In response to the Trump administration’s adoption of a hardline policy toward the Islamic republic, including the refusal to certify the nuclear deal, the Ayatollah declared that like Ronald Reagan, President Trump would fail against Iran: “Reagan was more powerful and smarter than Trump, and he was a better actor in making threats.”

The ayatollah bragged that Iran has made great advances in all areas in the decades since Reagan. “This trend will continue under the current American president and any hopes on their part that the Islamic Republic would back off or weaken is futile.”
But while the ayatollah may wish to revive the myth of the United States as the Great Satan, portraying Reagan, and now Trump, as war criminals conspiring against Iran, the Iranian people continue to chafe under the tyranny and corruption of decades of clerical despotism.
With a new wave of protests against corruption and inflation spreading across Iran, including religious centers such as the shrine cities of Qum and Mashad, as well as conservative provincial towns that were once regime strongholds, the ideological, political and economic foundations of the Islamic Republic appear to be unravelling.

The ayatollah’s attempts to blame the protests on foreign conspiracies by Iran’s enemies has not stopped reformists and hardliners from blaming each other for grave failures of governance: the epidemic of corruption, unemployment and inequality ravaging Iran.
After almost 40 years of promising the Iranian people nothing short of an Islamic utopia, the Iranian people are harvesting the bitter fruits of the ayatollah’s “economic jihad.” The regime can’t explain why millions of Iranians can barely afford basic commodities like eggs when billions of dollars are squandered for IRGC’s military campaigns in support of the Syrian regime.
As with Reagan before the fall of the Berlin Wall, Trump appears to have recognized the stakes. While candidate Trump appeared to tar all Muslims and Iranians — including Iranian-Americans — as terrorists, President Trump seems to be aligning himself with the Iranian people. On Jan. 1, he tweeted: “Iran is failing at every level despite the terrible deal made by the Obama Administration. The great Iranian people have been repressed for many years. They are hungry for food & for freedom. Along with human rights, the wealth of Iran is being looted. TIME FOR CHANGE!”
Trump’s tweets — his support for the Iranian people’s basic economic and political rights — are a welcome break from the stultifying silence accompanying the Obama administration’s singular obsession with a nuclear deal.

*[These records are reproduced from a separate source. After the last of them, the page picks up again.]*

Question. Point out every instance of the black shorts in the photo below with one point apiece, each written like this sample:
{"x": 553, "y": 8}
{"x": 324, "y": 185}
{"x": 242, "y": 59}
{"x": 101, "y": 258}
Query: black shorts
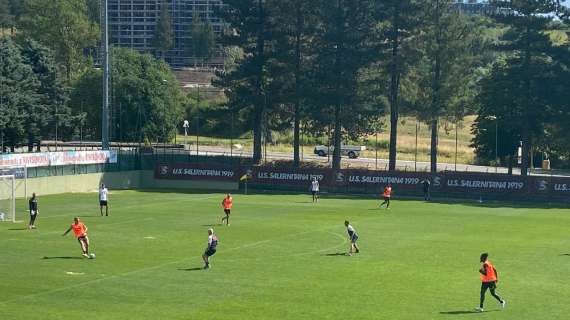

But if Trump is sincere in his support for the great Iranian people, then he cannot label or treat the Iranian people — a nation that holds the key to the collapse of Islamic fundamentalism — as terrorists and extremists driven by hatred and enmity for the United States, or the West. In the struggle against tyranny and terrorism, Iranians are our allies and friends. The Iranian people’s struggle against imperialism and fundamentalism is every bit as noble and glorious as our nation’s own battle for independence and, later, stand against communism.
Instead of threatening the Iranian people with sanctions and war — a policy that allows the ayatollah to blame the United States for Iran’s economic and political decline — Trump can draw on Reagan’s sunny optimism: his innate faith in the power of human freedom and dignity. He should join millions of Iranians in calling for an end to clerical rule and the abolition of the office of Iran’s supreme leader.

Nothing imperils the ayatollah’s rule more than a vision and a plan for a free, prosperous, secular and sovereign Iran at peace with its neighbors, a vision not only of the future but of a past that decades of fundamentalism has failed to extinguish.
The bonds of faith, family and friendship binding the Iranian and American people to each other stretch back to Iran’s constitutional revolution of 1906 — not the hostage crisis of 1979. No amount of hatred and enmity can erase this history.